Being a Riverdale Vixen habitually put you at the top of the Riverdale High School social scheme. But for you, it just meant that you could let loose as you cheered on your football star boyfriend, Archie Andrews. You and Archie had been together for over a year, and you loved being a River Vixen. Cheerleading had always been up your alley. You had a fiery, sassy attitude, which earned you the nickname that Archie gave you: firecracker. Only Archie ever called you that, and you thought he was beyond sweet for giving it to you.

“Y/N!” the harmonious voice of Cheryl Blossom, the senior captain of the River Vixens, acknowledged you as you stood at your locker. You glanced over at her, seeing the beautiful redhead smiling an authentic smile at you. A lot of people thought that Cheryl Blossom was cold-hearted and malicious, but you had known her since your Freshman year at Riverdale, and you had always gotten along well with her. 

“Hey Cheryl,” you greeted, closing your locker and leaning against it with a beam. “What’s up?”

“Don’t forget that we have a mandatory River Vixens practice after school before the game tonight,” Cheryl reminded you as you both began strolling in the direction of the student lounge. “I mean, I didn’t think that you would, but better safe than sorry.” She inserted and you nodded your head.

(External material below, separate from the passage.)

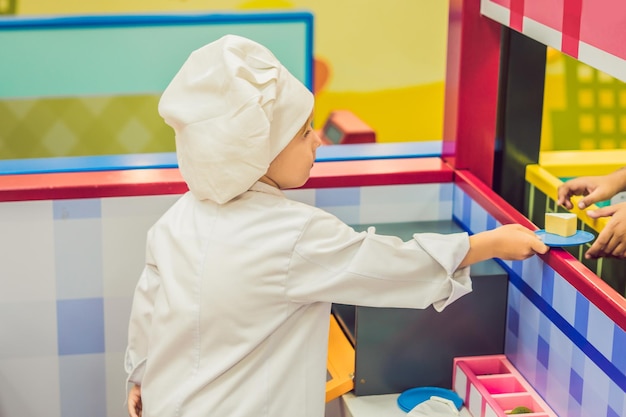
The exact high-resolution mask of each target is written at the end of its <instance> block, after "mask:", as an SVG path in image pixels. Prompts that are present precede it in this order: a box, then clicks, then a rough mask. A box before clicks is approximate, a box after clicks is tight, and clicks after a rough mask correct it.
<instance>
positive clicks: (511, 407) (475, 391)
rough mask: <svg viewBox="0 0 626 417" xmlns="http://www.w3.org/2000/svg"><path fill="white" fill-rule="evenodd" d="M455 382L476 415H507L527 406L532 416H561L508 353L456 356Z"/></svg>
mask: <svg viewBox="0 0 626 417" xmlns="http://www.w3.org/2000/svg"><path fill="white" fill-rule="evenodd" d="M452 378H453V385H454V390H455V391H456V393H457V394H459V395H460V396H461V398H463V400H464V401H465V405H466V406H467V408H468V409H469V411H470V413H471V414H472V416H474V417H505V416H508V415H511V414H510V412H511V410H513V409H515V408H516V407H527V408H528V409H530V410H532V412H527V413H524V414H523V415H524V416H528V417H557V415H556V414H555V413H554V411H552V409H551V408H550V407H549V406H548V404H546V402H545V401H544V400H543V399H542V398H541V397H540V396H539V394H537V392H536V391H535V390H534V389H533V388H532V386H531V385H530V384H529V383H528V382H527V381H526V380H525V379H524V377H523V376H522V375H521V374H520V373H519V372H518V371H517V369H515V367H514V366H513V365H512V364H511V363H510V362H509V360H508V359H507V358H506V356H505V355H486V356H469V357H458V358H455V359H454V369H453V376H452Z"/></svg>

“Of course, captain,” you laughed, teasing her. “I’ll make sure B and V get there too,” you assured Cheryl before parting ways as you entered the student lounge. Betty, Veronica and Kevin were all sat together on the sofa chairs, chatting amongst themselves as Kevin finished his homework at the last minute. “Good morning Vixens,” you saluted them, taking a seat next to Betty with a grin. “Cheryl just reminded me that we have practice after school before the game tonight, so be there.” You added, and Betty and Veronica both expressed their anticipation for the game that evening.

Two hands covered your eyes, and you heard Betty and Veronica giggling quietly to themselves. “Jughead, I already told you, not at school,” you joked, knowing that it was Archie as you covered his hands with yours and pulled them away from your face. You turned and laughed, seeing Archie smiling at you, dressed in his varsity jacket, as per usual. Jughead stood behind him with a smirk.

“Oh Y/N, you’ve revealed our affair.” He joked, nudging you with his elbow as he passed before taking a seat next to Veronica. “However will I satisfy my need for pep now?” Jughead added – making fun of your status as a cheerleader, and the slogan of your hometown – and you got up to greet Archie with a kiss.